‘Mr. Namseoul’ Kim Bio fierce pursuit… Tournament 2nd consecutive victory

“Before participating in the tournament, there was a lot of talk about defending the title and challenging myself to become the first player to win three titles. Of course, it’s a burden. But I can’t hide my desire to put a modifier, ‘first’, in front of my name.”

Bio Kim, who won the GS Caltex Maekyung Open last year, is one step closer to winning his second consecutive tournament and winning his first three tournaments.

The 2nd round of the 42nd GS Caltex Maekyung Open was held on the 5th at Namseoul CC (par 71) in Seongnam, Gyeonggi-do. Kim Bio, who cut 4 strokes on the first day, recorded a 3 under par 68 on the day and tied for 3rd place with an interim total of 7 under par 135 strokes.

The birdie on the 16th hole (par 4), which is considered the most difficult in the history of the Korean men’s professional golf tournament, was the highlight. On the first day of the tournament, there were only two birdies in the ‘Hall of Fear’. Bio Kim said, “I have my own strategy. It was a strategy to look at the bunker on the left in the middle of the fairway and pass it, but the back wind also blew it over well.” I went into the hall as it is. I was lucky,” he explained.

“I was under a lot of stress and pressure from tension, but I have a house nearby so I can rest after the game. I’m anxious every time, but strangely, I got good grades and I’m confident.”

While ‘defending champion’ Bio Kim raised the rankings, ‘Korea’s Yon Ram’ Chan-min Jeong, who took the lead on the first day alone, maintained his position as the sole leader with strong mentality.

On this day, Jeong Chan-min’s tee shot on hole 1 bent wide to the left and went into the OB (Out of Bounce) area and recorded a double bogey. A situation that could collapse. However, Jeong Chan-min reduced the number of strokes with 6 birdies and 1 bogey in 17 holes, and eventually finished the game with a 3 under par 68. With an interim total of 11 under par, 131 strokes, he was two strokes ahead of Lee Jeong-hwan, who was in second place alone.

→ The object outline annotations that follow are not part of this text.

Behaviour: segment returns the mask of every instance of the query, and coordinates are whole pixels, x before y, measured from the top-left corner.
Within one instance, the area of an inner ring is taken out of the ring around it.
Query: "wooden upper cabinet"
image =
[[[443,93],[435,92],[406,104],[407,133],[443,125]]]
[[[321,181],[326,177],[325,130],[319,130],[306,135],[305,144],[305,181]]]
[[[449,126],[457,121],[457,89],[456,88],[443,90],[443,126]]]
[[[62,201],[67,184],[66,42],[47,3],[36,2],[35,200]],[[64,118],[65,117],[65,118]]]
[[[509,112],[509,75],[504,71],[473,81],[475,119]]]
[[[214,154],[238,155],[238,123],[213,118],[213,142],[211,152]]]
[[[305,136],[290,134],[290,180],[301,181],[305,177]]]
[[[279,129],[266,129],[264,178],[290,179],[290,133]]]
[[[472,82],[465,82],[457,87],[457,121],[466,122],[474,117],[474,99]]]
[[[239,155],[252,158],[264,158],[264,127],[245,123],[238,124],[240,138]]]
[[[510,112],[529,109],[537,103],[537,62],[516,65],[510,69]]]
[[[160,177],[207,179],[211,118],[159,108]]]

After looking back at the game, Jeong Chan-min said, “After making a mistake in the first hole, I tried to calm myself down. I thought I had to hold on somehow.” It’s okay to be a single hitter, so I want to win. My goal is to be called a champion,” he said, revealing his earnest desire to win.

Jung Chan-min also expressed his anticipation for the ‘cloud crowd’. After smiling, he said, “I like receiving attention. I look forward to meeting the audience on the weekend.”

스포츠토토 On this day, Lee Jung-hwan, who was in his third year of reserve service, rose to second place with an interim total of 9 under par and 133 strokes, taking his 3rd personal win and his first chance to win after being discharged.

Lee Jung-hwan looked back and said, “It was raining in the beginning, so it was a bit difficult to play, but in the second half when the rain stopped, I reduced 6 strokes.” there was,” he explained. Of course, the goal is to win. Lee Jung-hwan, who expressed his determination, said, “I feel like I want to win because I’m at the top of the list.” I don’t want to miss it,” he promised.

Artiluji Winaicha Loen Chai (Thailand), Jeong Han-mil, and Hwang In-chun tied for 6th place with an interim total of 6 under par 136, while Park Eun-shin, Nititon Tipong (Thailand) and Moon Do-yeop tied for 9th with an interim total of 5 under par 137 strokes. I finished the game on the second day.

At Namseoul CC on this day, the trademark glass plate green softened due to the rain, and the players played aggressively, resulting in under par. There is a reason why the buddy show took place. This is because the ‘preferred lie rule’, which allows players to clean and hit balls that have fallen on the fairway, has been applied. As long as the players kept the fairway, they took out the ball that fell into the divot, cleaned it, and played the game by placing it in a good place within one club distance. Bio Kim explained, “I saw the effect of reducing more than two strokes by applying the Preferred Lie rule.”